The trouble with a college graduate is that he shows so little inclination to get his coat off and go to work.
Hez Heck Says:
"Bitin' off more'n you kin chew ain't so bad as keepin' on eatin' after you can't swaller."
—The Coshocton Tribune, Coshocton, Ohio, June 19, 1922, page 4. Sap and Salt in the woods, Ashland, Oregon.
Sunday, April 15, 2007
Sap and Salt
Saturday, April 7, 2007
The Sun and the Father's Will
1905--
Back of the loaf is the snow flour,
Back of the flour, the mill;
And back of the mill is the wheat and the shower,
The sun and the Father's will. -- Anon
--Iowa State Register and Farmer, Des Moines, Iowa, October 13, 1905, page 2.
It is said that a gramaphone of twice the power of those now in use has been invented. This will make the ownership of one an indictable offense. The one owned in our neighborhood now has dried up all the cows and made the hens quit laying.
--Iowa State Register and Farmer, Des Moines, Iowa, October 13, 1905, page 3.
As To Preachers
"Show me ten preachers," said a woman, "who have even a suggestion of sympathy or pathos in their voices, or who read the services with any degree of impressiveness, to say nothing of common intelligence; and I will show you ten churches filled every Sunday to the doors and filled with no ephemeral crowd, but with congregations that are interested and in thorough accord with their respective ministers." Surely she is right. So much or just a bit of intelligence, just one touch of human sympathy.

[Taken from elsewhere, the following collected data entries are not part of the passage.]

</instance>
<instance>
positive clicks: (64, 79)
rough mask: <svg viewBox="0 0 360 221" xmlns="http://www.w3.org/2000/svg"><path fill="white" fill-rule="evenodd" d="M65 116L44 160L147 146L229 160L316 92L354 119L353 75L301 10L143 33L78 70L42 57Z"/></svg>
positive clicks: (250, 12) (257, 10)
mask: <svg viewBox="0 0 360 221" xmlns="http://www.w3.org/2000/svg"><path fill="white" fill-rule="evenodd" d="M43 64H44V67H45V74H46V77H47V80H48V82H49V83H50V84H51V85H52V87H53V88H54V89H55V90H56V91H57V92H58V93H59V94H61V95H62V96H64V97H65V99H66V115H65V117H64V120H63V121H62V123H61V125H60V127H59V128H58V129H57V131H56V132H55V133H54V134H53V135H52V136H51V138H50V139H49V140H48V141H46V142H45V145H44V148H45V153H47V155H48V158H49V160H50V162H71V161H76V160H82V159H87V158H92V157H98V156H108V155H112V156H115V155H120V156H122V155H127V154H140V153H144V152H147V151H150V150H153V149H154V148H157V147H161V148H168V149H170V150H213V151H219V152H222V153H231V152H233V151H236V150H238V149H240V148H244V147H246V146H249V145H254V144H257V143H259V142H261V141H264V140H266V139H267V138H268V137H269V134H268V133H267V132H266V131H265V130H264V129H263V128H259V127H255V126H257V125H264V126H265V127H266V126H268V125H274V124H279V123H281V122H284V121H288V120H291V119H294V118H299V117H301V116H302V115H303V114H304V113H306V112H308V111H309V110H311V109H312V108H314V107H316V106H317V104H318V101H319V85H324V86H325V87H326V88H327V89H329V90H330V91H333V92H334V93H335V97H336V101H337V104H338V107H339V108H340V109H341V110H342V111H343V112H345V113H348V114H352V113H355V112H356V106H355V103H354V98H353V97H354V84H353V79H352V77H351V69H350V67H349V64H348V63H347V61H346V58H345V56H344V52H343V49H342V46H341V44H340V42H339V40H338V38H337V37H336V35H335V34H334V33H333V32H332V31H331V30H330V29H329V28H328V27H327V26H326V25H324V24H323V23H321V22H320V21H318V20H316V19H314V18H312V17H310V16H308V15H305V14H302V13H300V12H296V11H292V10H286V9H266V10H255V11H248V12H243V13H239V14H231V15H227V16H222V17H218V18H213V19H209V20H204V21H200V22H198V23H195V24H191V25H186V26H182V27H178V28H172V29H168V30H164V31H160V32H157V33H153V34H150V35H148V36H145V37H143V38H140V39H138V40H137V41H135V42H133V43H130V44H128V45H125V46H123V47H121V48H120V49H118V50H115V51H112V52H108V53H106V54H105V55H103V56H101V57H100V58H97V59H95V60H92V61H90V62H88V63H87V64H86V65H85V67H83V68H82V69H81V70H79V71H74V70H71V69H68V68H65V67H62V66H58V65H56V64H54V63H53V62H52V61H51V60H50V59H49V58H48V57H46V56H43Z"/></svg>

--Iowa State Register and Farmer, Des Moines, Iowa, October 13, 1905, page 3.
By Bailey of Britt [Britt, Iowa]
We dissected a mosquito at Clear Lake the other night and this is what we found in the crop. One toad, thirteen pinchbugs, forty-eight grasshoppers, a baseball, three old socks, eighty black oak acorns and a rattail file. The darn thing was chasing editors trying to suck enough blood to soften up the sculch so the file could get hold.
--Iowa State Register and Farmer, Des Moines, Iowa, October 13, 1905, page 11.
1908--
Broad Furrows
by Geo. W. Franklin
The only honest quacks in the world are ducks.
Why spend any time worrying about troubles that have not yet come into plain sight?
There is more profit in attending to one's own business than in attending to the business of others.
If you keep a dog, keep a good one and then act humane by providing him a good place to sleep in cold weather.
A little girl said her fat uncle was good natured "because it takes him a long time to get mad clear through." That explains it.
It shortens a man's life to carry burdens not his own. When the alarm clock is set, don't lay awake all night "for fear." Let the clock do that.
Lay out the garden now—in your mind. Get busy when opportunity presents itself and don't let chickens, or "too busy to attend a garden" keep you from having a good one.
Pay as you go, friends; cease speculating and the currency business will adjust itself. Men who buy and sell blue sky will continue to be more or less "up in the air" all the time.
Sam says that judging by the present prices of beef an ox team is worth about twice as much per pound as a modern locomotive, thus making it the most expensive power in modern civilization.
Don't wait too long this time before testing the seed corn. Like the boy promised a thrashing, it is better to "have it done and over with." Give seed corn good winter care, then exercise care in testing and planting.
A friend recently told me that he did not believe in friendship. He said there was no such thing as friendship; that a man's first duty was for himself; that people pretended to be friends but arc not. That certainly is a gloomy way of looking at it. If I did not know plenty of people I could trust I would be a most unhappy creature. Don't look at the world through blue glasses. This world, after all, is just what we make it.
--The Iowa State Register and Farmer, Des Moines, Iowa, January 4, 1908, page 4.